1- Can someone kindly explain to me the structure of the data. I downloaded the complete dataset (129 GB). next i found in the tables section files like "Sensor Data - Part I", "Task Scores - Part I" etc. Currently as per my understanding, the data_file_handle_id is being linked with the downloaded data folders. so e.g. the file for data_file_handle_id '66518571' is in the folder '66518571'.
please correct me if i am wrong here.
2-the data_file_handle_id from "Sensor Data - Part I" are not available in the whole dataset that i downloaded. The complete downloaded dataset in of 129gb and contains all the data_file_handle_id from "Sensor Data - Part II" file, and 332 other data_file_handle are also there. But i cant find any of the data_file_handle_id from "Sensor Data - Part I" in the downloaded data.

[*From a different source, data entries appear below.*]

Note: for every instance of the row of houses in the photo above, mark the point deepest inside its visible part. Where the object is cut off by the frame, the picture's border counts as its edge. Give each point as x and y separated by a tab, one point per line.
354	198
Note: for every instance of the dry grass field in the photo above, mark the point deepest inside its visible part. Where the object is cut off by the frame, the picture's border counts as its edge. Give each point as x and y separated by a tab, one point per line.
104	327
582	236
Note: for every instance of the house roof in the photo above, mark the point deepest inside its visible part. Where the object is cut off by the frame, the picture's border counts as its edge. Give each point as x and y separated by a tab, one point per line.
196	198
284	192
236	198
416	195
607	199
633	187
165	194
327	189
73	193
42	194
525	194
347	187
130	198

3-How do I join "Sensor Data - Part I" with "Task Scores - Part I"?
Actually, I am not able to make sense that the rows in "Task Scores - Part I" corresponds to which raw sensor data points.

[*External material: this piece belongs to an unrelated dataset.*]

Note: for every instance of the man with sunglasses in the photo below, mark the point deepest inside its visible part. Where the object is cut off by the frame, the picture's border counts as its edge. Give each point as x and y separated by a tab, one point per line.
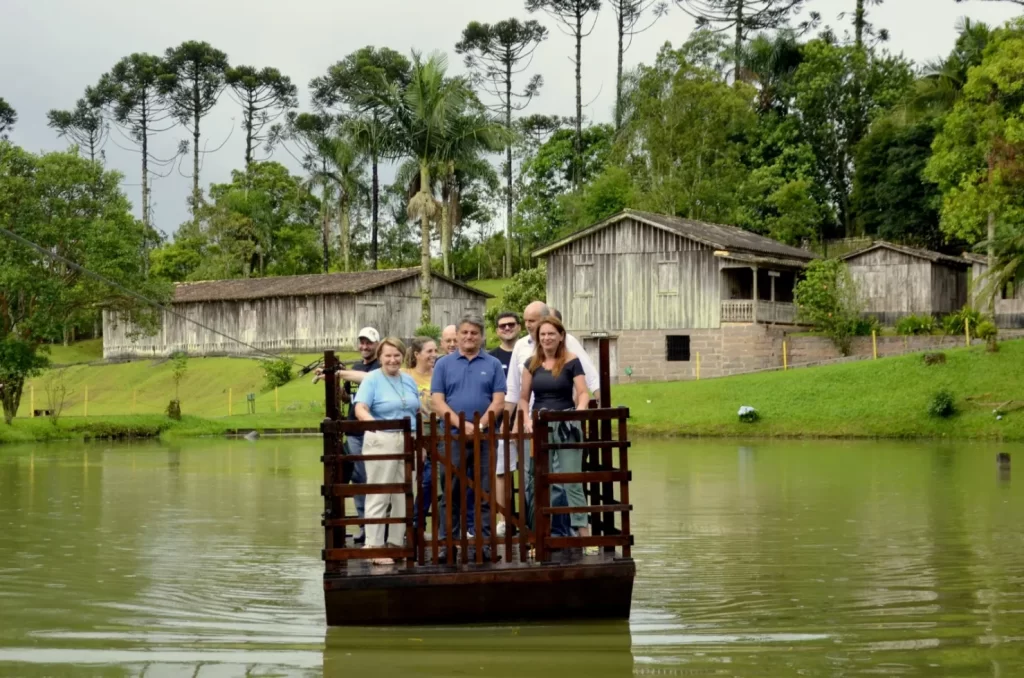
507	329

Created by umar khan ukhan.mscs18seecs You can't find those file handles because the file handles in the data_file_handle_id column of the Sensor Data tables and the file handles of the file entities in the project (which are the ones you download when you call `synapseutils.syncFromSynapse`) are different file handles. They reference the same data, but their file handle IDs are different.
While it's possible to align the data which you downloaded with the metadata in the Sensor Data tables ? by creating a file view and referencing the file annotations (specifically deviceLocation and devicePlatform) in conjunction with the file name (for the `participant_day` ) and the name of the parent folder (for the `subject_id`) ? it's not going to be easy. I highly recommend instead following the download instructions in step 6A [here](https://www.synapse.org/#!Synapse:syn20681023/wiki/594679). thank you for your help.
i downloaded the dataset using the following
import synapseclient
import synapseutils
syn = synapseclient.Synapse(cache_root_dir="D:\\HumanMotionEstimation\\nature\\data") # specified local dir i wanted the data to be saved at
syn.login('synapse_username','password')
files = synapseutils.syncFromSynapse(syn, 'syn20681023')
still stuck on point 2 :
the data_file_handle_id from "Sensor Data - Part I" are not available in the whole dataset that i downloaded. The complete downloaded dataset in of 129gb and contains all the data_file_handle_id from "Sensor Data - Part II" file, and 332 other data_file_handle are also there. But i cant find any of the data_file_handle_id from "Sensor Data - Part I" in the downloaded data.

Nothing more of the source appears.